The aging of our societies is one of the greatest success stories of the 20th century. More than three decades have been added to the lives of hundreds of millions of people over the last hundred years. This is an accomplishment well worth celebrating; but we must also bear in mind that with increased longevity come significant long-term economic consequences — and that many societies are aging at a record speed.

Last year, the OECD warned that the world was aging at an unprecedented rate and that this could slow global annual economic growth from an average of 3.6 percent this decade to about 2.4 percent from 2050 to 2060. OECD countries in particular will be hit by a double demographic shock. Not only will their societies be rapidly aging; diminishing income gaps between rich countries and emerging economies are likely to slow immigration flows, shrinking the workforce by 20 percent in the eurozone and 15 percent in the United States.
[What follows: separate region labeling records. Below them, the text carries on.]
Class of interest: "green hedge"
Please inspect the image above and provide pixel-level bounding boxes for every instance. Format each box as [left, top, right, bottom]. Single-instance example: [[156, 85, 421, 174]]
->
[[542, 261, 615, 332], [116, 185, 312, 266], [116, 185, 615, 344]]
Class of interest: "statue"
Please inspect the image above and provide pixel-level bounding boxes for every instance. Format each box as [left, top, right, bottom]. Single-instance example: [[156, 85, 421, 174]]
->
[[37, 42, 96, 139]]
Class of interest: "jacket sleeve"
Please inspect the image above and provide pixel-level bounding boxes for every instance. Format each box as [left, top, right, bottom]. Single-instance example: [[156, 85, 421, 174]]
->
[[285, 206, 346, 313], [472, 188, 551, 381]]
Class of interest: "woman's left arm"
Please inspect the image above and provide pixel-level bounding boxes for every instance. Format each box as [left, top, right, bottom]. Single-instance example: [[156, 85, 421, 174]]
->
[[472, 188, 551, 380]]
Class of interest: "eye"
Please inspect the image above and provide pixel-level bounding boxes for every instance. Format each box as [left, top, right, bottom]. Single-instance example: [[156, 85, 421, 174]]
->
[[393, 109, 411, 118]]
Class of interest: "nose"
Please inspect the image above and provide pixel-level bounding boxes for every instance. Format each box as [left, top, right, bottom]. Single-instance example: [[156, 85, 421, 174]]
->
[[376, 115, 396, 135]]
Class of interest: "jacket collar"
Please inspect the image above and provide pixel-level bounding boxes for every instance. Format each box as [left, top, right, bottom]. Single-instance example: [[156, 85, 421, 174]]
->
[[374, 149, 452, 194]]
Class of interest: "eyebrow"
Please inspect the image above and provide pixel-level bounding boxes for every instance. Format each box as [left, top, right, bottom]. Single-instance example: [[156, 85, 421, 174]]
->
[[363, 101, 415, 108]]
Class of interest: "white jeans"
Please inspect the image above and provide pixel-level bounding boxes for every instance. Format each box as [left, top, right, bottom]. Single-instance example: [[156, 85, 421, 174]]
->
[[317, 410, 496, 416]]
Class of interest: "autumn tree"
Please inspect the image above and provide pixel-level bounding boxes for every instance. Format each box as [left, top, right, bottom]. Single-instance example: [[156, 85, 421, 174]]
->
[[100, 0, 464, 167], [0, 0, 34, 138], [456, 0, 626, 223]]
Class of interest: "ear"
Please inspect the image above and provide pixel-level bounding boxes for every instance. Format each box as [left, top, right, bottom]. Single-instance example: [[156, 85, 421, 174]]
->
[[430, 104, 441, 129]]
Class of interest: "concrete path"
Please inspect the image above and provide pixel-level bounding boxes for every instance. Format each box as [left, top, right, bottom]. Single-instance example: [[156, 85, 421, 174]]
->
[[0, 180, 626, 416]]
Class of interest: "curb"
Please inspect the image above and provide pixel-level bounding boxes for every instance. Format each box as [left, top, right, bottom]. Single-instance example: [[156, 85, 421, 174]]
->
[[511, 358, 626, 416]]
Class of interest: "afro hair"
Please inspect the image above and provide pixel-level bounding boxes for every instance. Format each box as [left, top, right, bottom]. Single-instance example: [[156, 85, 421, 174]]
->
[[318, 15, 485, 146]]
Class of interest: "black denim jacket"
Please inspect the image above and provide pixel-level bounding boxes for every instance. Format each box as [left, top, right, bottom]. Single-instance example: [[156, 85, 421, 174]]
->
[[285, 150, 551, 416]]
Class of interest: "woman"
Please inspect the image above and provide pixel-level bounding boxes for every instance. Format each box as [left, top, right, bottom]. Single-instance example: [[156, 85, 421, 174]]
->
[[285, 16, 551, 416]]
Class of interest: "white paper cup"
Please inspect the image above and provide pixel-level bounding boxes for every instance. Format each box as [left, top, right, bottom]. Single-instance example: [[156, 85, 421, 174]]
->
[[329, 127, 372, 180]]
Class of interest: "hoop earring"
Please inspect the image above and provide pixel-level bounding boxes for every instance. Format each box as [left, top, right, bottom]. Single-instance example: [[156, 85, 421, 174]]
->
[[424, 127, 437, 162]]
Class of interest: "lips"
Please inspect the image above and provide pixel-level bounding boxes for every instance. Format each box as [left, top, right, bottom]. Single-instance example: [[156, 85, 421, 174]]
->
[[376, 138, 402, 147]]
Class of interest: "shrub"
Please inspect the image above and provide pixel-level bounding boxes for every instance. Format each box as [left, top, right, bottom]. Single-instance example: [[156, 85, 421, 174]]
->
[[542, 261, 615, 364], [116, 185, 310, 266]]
Demographic researchers divide countries into four categories, according to the share of the over-65 population: young (less than 7 percent aged 65 or over), aging (7-13 percent), aged (14-20 percent), and super-aged (more than 21 percent). Today, just three countries — Germany (21 percent), Italy (22 percent), and Japan (26 percent) — qualify as super-aged societies. In the next five years, they are expected to be joined by Bulgaria, Finland, Greece and Portugal. In the following decade, Europe will continue to age, with another 17 countries, including Austria, France, Sweden, and the United Kingdom, expected to become super-aged, along with Canada, Cuba and South Korea.